Students from all majors are eligible to sign up for an archaeology laboratory, in which they learn to record, characterize and identify the various stone points that range in origin from 10,000 years to a few hundred years ago. The professor explained that undergraduate students often try to identify an artifact by matching its general appearance to pictures in a database. The process is slow, tedious and ineffective. It’s akin to finding the proverbial “needle in a haystack.”
In time, the students discover that identification is more efficient if they employ a well-designed decision tree. They ask very specific questions designed to rule out many possibilities with each question. By carefully selecting the questions (e.g., does it have flutes, is the base concave, do the chips all orient in the same direction?) and asking them in the proper order they can often make an identification through a half-dozen or so rather simple questions.
What a wonderful critical-thinking exercise! Most students in the archaeology laboratory will never again identify and catalog artifacts, but by learning how to simplify a complex problem through a series of logical, well-ordered steps they have acquired a valuable lifelong skill. It’s an excellent example of the value proposition that we at Monmouth College term “integrated learning.”
As I thought about the process of integrating knowledge across disciplines, it occurred to me that there are similarities between the archaeology lab and my discipline, chemistry. Specifically, I thought about the sophomore chemistry student who must learn to identify an organic molecule from its two-dimensional representation. Like the archaeology student, she soon discovers there is a more efficient means of identification than comparing it to thousands of pictures of known molecules.

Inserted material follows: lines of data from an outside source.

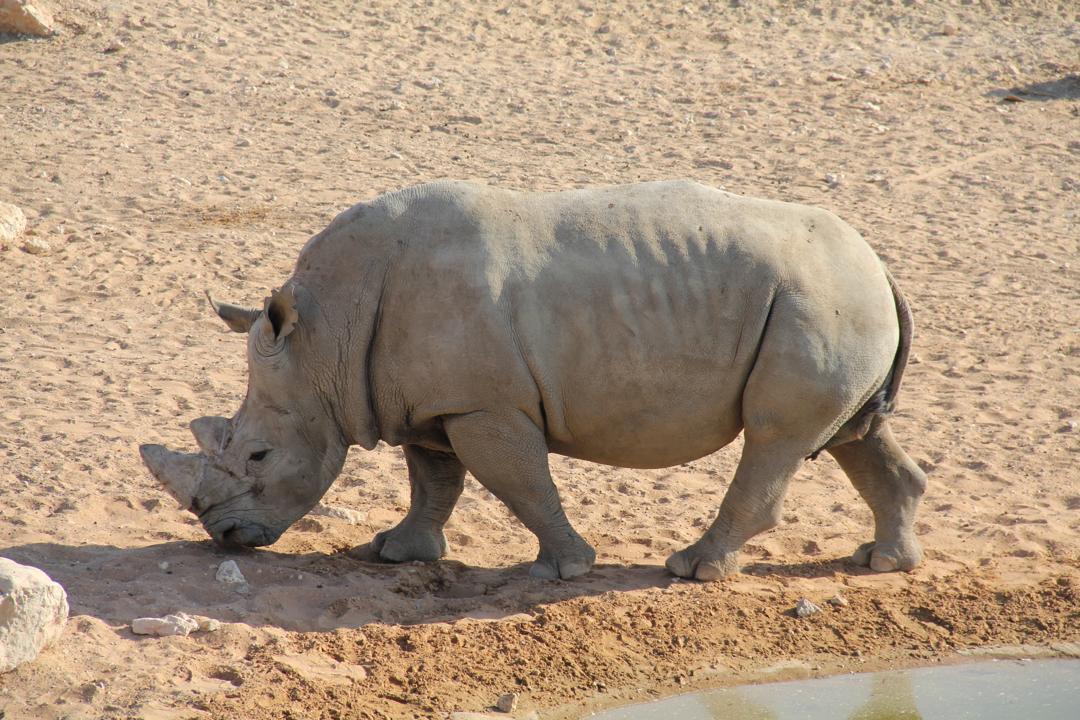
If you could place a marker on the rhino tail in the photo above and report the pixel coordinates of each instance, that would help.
(883, 402)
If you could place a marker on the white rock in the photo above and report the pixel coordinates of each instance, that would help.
(25, 17)
(32, 612)
(12, 220)
(804, 608)
(207, 624)
(229, 573)
(177, 624)
(349, 515)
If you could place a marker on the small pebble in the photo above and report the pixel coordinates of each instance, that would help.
(347, 514)
(229, 573)
(508, 703)
(37, 246)
(804, 608)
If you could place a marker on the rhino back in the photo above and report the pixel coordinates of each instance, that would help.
(625, 320)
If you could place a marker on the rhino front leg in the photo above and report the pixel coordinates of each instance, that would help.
(892, 485)
(436, 480)
(508, 454)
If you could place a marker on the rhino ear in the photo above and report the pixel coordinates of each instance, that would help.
(210, 433)
(239, 320)
(281, 318)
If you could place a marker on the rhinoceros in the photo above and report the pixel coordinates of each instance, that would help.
(638, 326)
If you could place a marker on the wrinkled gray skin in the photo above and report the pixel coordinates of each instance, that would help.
(639, 326)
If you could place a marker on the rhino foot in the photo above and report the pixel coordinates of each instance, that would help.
(565, 566)
(696, 564)
(888, 557)
(402, 544)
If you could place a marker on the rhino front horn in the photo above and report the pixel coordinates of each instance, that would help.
(178, 472)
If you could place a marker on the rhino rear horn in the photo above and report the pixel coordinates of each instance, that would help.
(239, 320)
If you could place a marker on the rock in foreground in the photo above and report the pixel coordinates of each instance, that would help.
(32, 612)
(25, 17)
(12, 219)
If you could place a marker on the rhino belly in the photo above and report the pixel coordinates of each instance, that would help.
(655, 424)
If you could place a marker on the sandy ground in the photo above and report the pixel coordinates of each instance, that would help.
(163, 149)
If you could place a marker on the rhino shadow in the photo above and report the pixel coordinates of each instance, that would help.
(309, 592)
(1063, 89)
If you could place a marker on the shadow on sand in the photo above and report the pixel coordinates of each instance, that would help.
(1063, 89)
(304, 592)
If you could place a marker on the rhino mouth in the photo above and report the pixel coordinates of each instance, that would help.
(233, 534)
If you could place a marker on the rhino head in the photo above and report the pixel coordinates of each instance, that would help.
(264, 469)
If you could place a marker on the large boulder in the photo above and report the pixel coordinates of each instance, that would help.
(25, 17)
(32, 612)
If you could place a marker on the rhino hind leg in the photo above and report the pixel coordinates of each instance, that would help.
(892, 485)
(436, 480)
(507, 452)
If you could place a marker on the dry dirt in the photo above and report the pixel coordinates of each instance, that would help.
(163, 149)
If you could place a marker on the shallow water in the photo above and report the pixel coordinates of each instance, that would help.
(1002, 690)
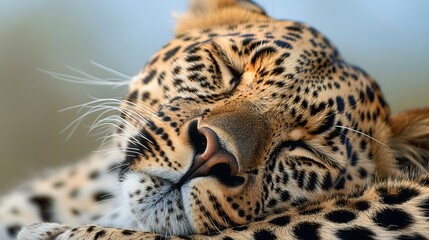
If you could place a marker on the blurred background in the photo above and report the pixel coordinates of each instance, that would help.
(387, 38)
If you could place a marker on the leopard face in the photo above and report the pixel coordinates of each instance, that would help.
(234, 121)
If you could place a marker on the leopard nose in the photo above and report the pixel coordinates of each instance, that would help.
(210, 158)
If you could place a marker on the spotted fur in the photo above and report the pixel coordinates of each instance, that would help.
(305, 146)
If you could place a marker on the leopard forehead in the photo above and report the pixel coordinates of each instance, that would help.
(298, 119)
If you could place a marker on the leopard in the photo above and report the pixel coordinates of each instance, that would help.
(241, 127)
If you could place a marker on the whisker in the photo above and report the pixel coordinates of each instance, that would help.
(109, 69)
(364, 134)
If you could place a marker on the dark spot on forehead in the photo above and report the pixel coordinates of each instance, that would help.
(306, 230)
(393, 219)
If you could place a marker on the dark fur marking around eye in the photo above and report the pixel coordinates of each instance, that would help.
(99, 234)
(283, 44)
(170, 53)
(44, 204)
(425, 206)
(340, 216)
(307, 230)
(264, 235)
(149, 76)
(262, 52)
(101, 196)
(327, 124)
(280, 221)
(400, 195)
(13, 230)
(414, 236)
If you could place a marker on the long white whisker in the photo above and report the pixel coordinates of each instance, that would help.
(109, 70)
(364, 134)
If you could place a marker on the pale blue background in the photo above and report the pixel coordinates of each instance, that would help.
(388, 38)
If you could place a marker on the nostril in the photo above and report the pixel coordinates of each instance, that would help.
(198, 140)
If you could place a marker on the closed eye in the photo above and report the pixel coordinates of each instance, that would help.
(314, 152)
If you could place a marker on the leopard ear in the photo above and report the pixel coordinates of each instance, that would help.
(204, 14)
(410, 140)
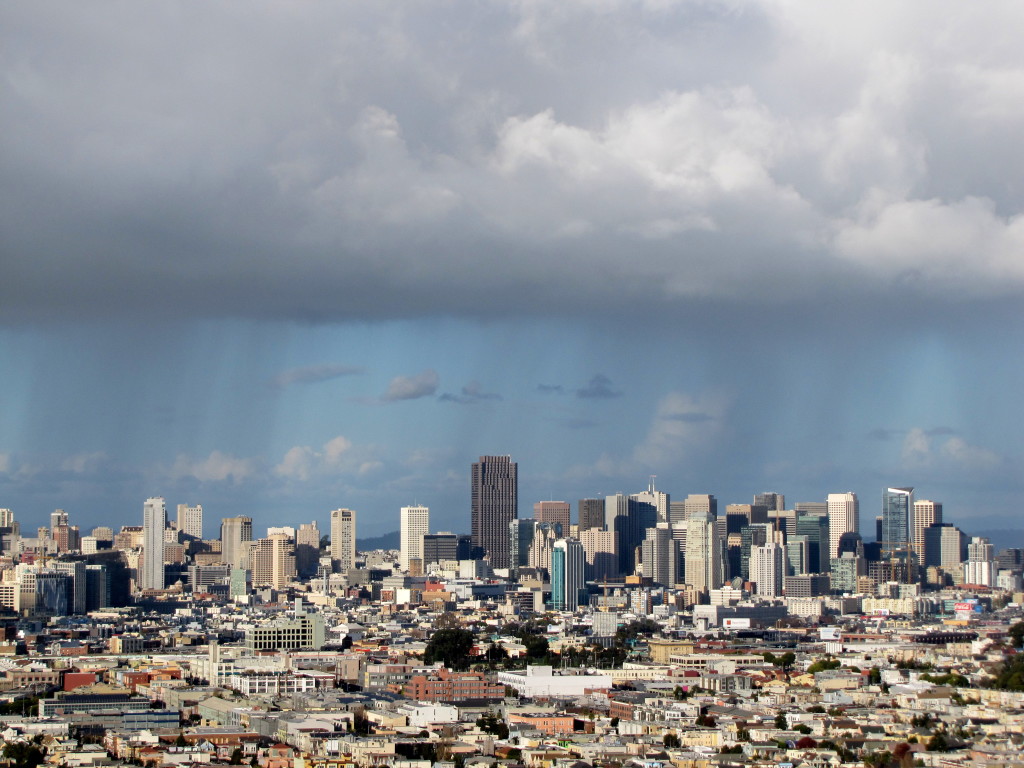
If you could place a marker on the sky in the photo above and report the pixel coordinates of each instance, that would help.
(280, 258)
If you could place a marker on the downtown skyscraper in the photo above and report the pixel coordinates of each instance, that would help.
(897, 506)
(844, 517)
(494, 504)
(154, 522)
(415, 523)
(343, 540)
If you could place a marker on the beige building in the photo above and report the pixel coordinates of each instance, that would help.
(272, 561)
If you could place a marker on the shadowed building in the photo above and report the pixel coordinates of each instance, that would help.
(495, 501)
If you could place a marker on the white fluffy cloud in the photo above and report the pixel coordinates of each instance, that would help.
(367, 161)
(950, 453)
(337, 456)
(217, 467)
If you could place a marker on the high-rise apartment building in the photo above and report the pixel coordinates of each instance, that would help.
(272, 561)
(926, 513)
(414, 524)
(658, 500)
(57, 517)
(814, 526)
(154, 522)
(700, 504)
(591, 513)
(770, 501)
(343, 539)
(629, 519)
(601, 553)
(554, 512)
(945, 547)
(190, 520)
(897, 505)
(768, 567)
(307, 549)
(705, 551)
(494, 504)
(236, 534)
(979, 568)
(439, 547)
(659, 555)
(844, 517)
(566, 574)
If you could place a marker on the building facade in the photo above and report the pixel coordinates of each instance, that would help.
(494, 504)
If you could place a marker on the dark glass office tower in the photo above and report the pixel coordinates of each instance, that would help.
(495, 501)
(896, 507)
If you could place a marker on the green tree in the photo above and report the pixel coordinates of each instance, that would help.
(938, 742)
(1016, 634)
(24, 754)
(822, 665)
(491, 723)
(451, 647)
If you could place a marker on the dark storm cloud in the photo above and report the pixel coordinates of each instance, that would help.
(385, 161)
(313, 375)
(599, 387)
(412, 387)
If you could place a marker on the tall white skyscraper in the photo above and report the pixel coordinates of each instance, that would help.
(768, 567)
(236, 534)
(190, 520)
(705, 556)
(154, 522)
(415, 524)
(844, 517)
(926, 513)
(343, 539)
(980, 565)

If the sophomore chemistry student had previously spent a semester in the archaeology lab, shouldn’t she find organic nomenclature a snap? After all, the intellectual basis of the process is very similar. Perhaps, but in my experience, students tend to treat each course and each exercise as a unique challenge. I know that as a student I missed some obvious connections. For me, the process of identifying molecules was not unlike the process of identifying trees from leaf shapes, a skill that I had learned as a kid studying forestry in 4-H. Unfortunately, that connection did not occur to me until years after college.
Transferring ideas and skills from one course to another or from one field to another is clearly not easy, but it is a crucial skill for those who want to solve complex problems. Unless we can transfer or—as we say at Monmouth—integrate that knowledge, we will always be limited by our inability to take every possible course and study every conceivable topic.
The integration of knowledge doesn’t just happen. Students rarely discover it themselves, nor are most faculty members adept at it, having trained as specialists. So students go through colleges and universities putting knowledge into silos. Some claim to have interdisciplinary skills because the knowledge silos they use straddle several disciplines, but few have the ability to discern the connections between those silos. Consequently, they are not prepared to solve the complex problems that arise daily.
When faced with solving a difficult problem or performing an unfamiliar task, our natural tendency is to shy away from the challenge or plead ignorance. At Monmouth we believe we can diminish that all-too-human trait through the remarkable tool known as integrated learning. The heart of our curriculum is a series of courses that is called the Integrated Studies Sequence. In our Strategic Plan, we pledge to prepare students to solve complex problems by preparing them to integrate knowledge.
It may be the hardest thing for us to teach, since many of us were never taught it ourselves. It is certainly one of the hardest things our students accomplish, but, like so many other challenges, it is worth the effort for a college that believes that its graduates can and should change the world.